For just over an hour, Thom Yorke stared at the Sydney Opera House stairs as the forecourt sprung to life for the first of two sold-out shows. He opened modestly with a pitch-perfect performance of “The Eraser,” closed gently with “How To Disappear Completely,” and for the entire show functioned as somewhat of a man vs machine, with heavy electronics lifting his ghosty vocals.
That song I mentioned above. The sinister one. It could have just as well been titled “It’s Alive!” with Thom Yorke’s jerky movements and erratic bursts of excitement perfectly apt for Halloween. But it’s not called “It’s Alive!” The song in question is “Volk,” a scratchy, terrifying composition Yorke created for Luca Guadagnino’s Suspiria.
It’s one of many examples of Yorke cleverly dipping into his body of work and quite literally giving us *everything*.
Well, almost everything.
It’d be impossible for this man to completely satisfy every camp that worships him. The Radiohead fans wanted more Radiohead. The Thom Yorke fans just enjoyed listening to his more obscure work. Considering the set list, I think he did his absolute best. For the Radiohead fans – and there were a lot of them, me included – Yorke surprised with an achingly fragile rendition of “Fake Plastic Trees” amongst many others, including “Reckoner,” Bloom,” and “Everything In Its Right Place.” The latter closed out the main set before a three-song encore.
But yes, impossible. I knew I was going to leave thinking “If he only played that one song” (which he did the following night – “Idioteque”). And usually, I’d dig into my inner child’s self-entitlement, acting like I’ve just been delivered a gross injustice. But it’s also nigh impossible to be disappointed with Thom Yorke.
This a man who is so fucking good at music that he could attempt almost anything and make it work.
That’s why The Smile’s modest discography is so sharp and satisfying. And it’s why Thom Yorke’s solo work is every bit as good as his Radiohead material. He proved it constantly throughout the set, favouring effect-heavy, spritey tracks like “Back in the Game,” which he recently created in collaboration with Australia’s own Mark Pritchard.
Pritchard, best known for his electronic work with the likes of solo project Harmonic 313 and Steve Spacek, is a pro when it comes to channelling the glitchy, sporadic beats best credited to underground Detroit hip hop. So it was fascinating to hear a Detroit-style production elevated by Yorke’s melismatic wails on the fresh track, which he only debuted live in Melbourne days prior.
Whether Yorke becomes the third member of Slum Village remains to be seen, but so far it sounds like the British singer is surprisingly comfortable with that spooky underground Detroit hip-hop sound.

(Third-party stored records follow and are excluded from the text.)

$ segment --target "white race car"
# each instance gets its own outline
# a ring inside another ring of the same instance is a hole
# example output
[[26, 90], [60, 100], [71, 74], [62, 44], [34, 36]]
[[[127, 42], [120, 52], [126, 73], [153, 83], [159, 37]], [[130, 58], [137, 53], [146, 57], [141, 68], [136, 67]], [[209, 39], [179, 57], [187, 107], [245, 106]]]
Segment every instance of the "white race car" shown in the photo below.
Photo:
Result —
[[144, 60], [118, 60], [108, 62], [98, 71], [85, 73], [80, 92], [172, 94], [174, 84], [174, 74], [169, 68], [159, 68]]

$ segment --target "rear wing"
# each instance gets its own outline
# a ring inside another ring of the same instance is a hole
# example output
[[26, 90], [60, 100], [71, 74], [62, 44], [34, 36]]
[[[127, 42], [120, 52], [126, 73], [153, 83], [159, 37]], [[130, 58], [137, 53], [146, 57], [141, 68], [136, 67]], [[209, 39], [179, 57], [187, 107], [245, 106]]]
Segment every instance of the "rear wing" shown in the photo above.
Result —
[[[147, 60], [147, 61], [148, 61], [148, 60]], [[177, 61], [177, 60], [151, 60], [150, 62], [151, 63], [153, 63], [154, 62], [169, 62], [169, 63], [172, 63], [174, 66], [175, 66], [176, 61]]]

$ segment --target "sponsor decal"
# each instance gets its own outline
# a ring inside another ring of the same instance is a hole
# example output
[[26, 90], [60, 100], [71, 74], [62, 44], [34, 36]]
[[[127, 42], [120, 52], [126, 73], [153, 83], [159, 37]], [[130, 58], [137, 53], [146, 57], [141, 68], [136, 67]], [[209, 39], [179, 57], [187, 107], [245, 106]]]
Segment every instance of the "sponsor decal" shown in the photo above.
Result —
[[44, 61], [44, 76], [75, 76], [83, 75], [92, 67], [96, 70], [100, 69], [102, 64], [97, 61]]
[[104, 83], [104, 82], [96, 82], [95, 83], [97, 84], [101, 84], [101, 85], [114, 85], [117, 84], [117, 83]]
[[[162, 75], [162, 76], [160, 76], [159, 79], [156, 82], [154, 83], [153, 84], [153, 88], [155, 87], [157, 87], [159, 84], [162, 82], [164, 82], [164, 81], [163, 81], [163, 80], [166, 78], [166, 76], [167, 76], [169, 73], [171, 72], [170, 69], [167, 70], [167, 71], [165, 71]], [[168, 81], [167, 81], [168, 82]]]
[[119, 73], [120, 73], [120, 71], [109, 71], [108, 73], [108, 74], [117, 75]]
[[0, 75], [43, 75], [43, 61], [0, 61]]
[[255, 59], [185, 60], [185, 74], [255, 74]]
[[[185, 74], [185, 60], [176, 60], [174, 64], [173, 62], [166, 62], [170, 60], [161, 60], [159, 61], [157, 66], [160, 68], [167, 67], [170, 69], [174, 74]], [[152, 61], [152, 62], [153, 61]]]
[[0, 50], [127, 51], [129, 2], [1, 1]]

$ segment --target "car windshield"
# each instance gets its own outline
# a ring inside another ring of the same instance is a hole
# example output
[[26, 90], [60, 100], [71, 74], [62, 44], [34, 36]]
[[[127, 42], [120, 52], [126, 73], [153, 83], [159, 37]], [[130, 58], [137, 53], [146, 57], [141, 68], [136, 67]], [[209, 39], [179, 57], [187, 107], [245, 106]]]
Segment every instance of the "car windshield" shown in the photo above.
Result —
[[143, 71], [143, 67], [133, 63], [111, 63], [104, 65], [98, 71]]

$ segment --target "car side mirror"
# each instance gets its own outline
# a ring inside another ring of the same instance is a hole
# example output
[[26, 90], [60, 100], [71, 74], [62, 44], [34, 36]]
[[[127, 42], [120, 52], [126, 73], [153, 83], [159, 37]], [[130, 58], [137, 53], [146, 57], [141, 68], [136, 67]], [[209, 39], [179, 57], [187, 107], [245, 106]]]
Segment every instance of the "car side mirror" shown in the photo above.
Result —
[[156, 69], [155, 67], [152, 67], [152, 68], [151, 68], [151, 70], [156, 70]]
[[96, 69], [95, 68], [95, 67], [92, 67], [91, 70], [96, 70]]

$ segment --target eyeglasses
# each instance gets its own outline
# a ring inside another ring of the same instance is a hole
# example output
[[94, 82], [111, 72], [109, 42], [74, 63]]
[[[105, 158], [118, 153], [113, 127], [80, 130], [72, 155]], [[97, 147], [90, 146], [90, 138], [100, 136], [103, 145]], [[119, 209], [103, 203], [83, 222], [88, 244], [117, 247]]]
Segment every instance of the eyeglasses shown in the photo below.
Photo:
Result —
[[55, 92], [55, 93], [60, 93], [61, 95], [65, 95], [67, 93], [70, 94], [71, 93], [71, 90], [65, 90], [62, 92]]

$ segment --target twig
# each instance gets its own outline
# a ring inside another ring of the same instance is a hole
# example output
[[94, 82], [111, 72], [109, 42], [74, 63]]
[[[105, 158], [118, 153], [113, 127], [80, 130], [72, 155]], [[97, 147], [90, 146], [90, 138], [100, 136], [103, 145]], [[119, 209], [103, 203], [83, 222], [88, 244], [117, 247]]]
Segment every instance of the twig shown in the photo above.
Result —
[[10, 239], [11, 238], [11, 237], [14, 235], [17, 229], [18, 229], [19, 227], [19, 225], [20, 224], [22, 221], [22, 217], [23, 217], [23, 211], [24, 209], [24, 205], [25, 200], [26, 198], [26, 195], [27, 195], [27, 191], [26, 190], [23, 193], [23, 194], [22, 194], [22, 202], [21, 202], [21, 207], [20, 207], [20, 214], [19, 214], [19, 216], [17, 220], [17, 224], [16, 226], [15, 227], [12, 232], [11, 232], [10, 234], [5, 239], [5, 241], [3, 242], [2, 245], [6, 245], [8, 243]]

That song and its incredibly dense sound came towards the end of the set, but in many ways “Back in the Game” defines what Thom Yorke gave us the entire night. Again, it’s that man vs machine approach to music, subtracting his band but adding a tonne of electronics, in a way challenging himself so that it doesn’t just look like another musician performing on stage. This was a man hard at work, building up these walls of sound and then adding a great deal of colour to them; all the while stripping things back on occasion and showing us that Thom Yorke is still very much the same man who wrote brilliant indie anthems like “Let Down” and “All I Need.”
He’ll never change. And we’ll never want him to.